Ditch the Ultra-Processed: Smart Food Swaps Every Woman Over 40 Should Know
I had the pleasure of writing a recent piece for FemmePharma’s blog on a topic I feel passionately about how ultra-processed foods (UPFs) are affecting our health, especially for women over 40 navigating the ups and downs of perimenopause and menopause. These foods may be quick and convenient, but their long-term impact on our wellbeing is anything but helpful.
Why Ultra-Processed Foods Deserve a Second Look
Ultra-processed foods have become a staple in many diets due to their convenience and taste. But mounting research shows that a high intake of UPFs is strongly linked to serious health issues like obesity, heart disease, type 2 diabetes, and even hormonal imbalances. For women in their 40s and beyond, cutting back on these foods can be a powerful step toward better energy, weight balance, and hormonal harmony.
What Exactly Are UPFs?
UPFs are industrial formulations made largely from substances extracted or derived from real food — like oils, sugars, starches, and proteins often with added preservatives, flavourings, emulsifiers and colours.
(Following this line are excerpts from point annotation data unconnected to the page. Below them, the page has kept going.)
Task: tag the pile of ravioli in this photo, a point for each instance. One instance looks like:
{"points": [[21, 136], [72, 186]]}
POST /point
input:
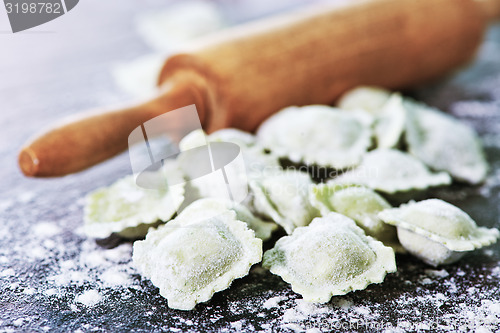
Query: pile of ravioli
{"points": [[341, 233]]}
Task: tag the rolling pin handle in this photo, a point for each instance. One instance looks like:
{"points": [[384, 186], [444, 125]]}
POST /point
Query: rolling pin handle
{"points": [[91, 137]]}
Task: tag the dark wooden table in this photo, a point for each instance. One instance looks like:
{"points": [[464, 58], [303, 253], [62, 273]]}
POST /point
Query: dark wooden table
{"points": [[47, 266]]}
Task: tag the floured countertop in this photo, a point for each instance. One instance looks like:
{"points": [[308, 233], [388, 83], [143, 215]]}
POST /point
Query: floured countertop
{"points": [[53, 278]]}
Think: packaged snacks, sugary breakfast cereals, ready meals, fizzy drinks, and instant noodles.
They may be easy to grab, but they’re not doing your body any favours.
The Health Risks Linked to UPFs
Research continues to highlight the dangers of a diet high in ultra-processed foods, including:
Obesity and metabolic syndrome – UPFs are often high in sugar, salt, and unhealthy fats that promote fat storage and insulin resistance.
Cardiovascular disease – A diet heavy in UPFs is linked with higher cholesterol and blood pressure.
Type 2 diabetes – Their high glycaemic load spikes blood sugar, which over time can impair insulin sensitivity.
Hormonal imbalances – Many additives found in UPFs may interfere with hormonal regulation, which is especially problematic during menopause.
Simple Swaps for Better Health
Thankfully, you don’t have to give up flavour or satisfaction to eat well. Here are some practical swaps that make a big difference:
Instead of sugary cereals, try whole oats or bran flakes topped with berries.
Ditch the crisps, and snack on a small handful of almonds or seeds.
Swap fizzy drinks for water infused with lemon, mint, or cucumber.
Skip the ready meals, and batch-cook simple dishes using fresh veg, herbs, and quality proteins.
Supporting Hormones with Food
In your 40s and beyond, food isn’t just fuel — it’s a tool to support your changing body:
Phytoestrogens in foods like flaxseeds and soy may help balance oestrogen levels.
Calcium and vitamin D are essential for bone strength — include dairy, leafy greens, or fortified alternatives.
Omega-3s from fatty fish, walnuts, and chia seeds support your heart, brain, and mood.
Eating well doesn’t have to be complicated just a little more mindful. Reducing your intake of ultra-processed foods and focusing on simple, wholesome ingredients can help you feel better, think clearer, and support your body through menopause and beyond.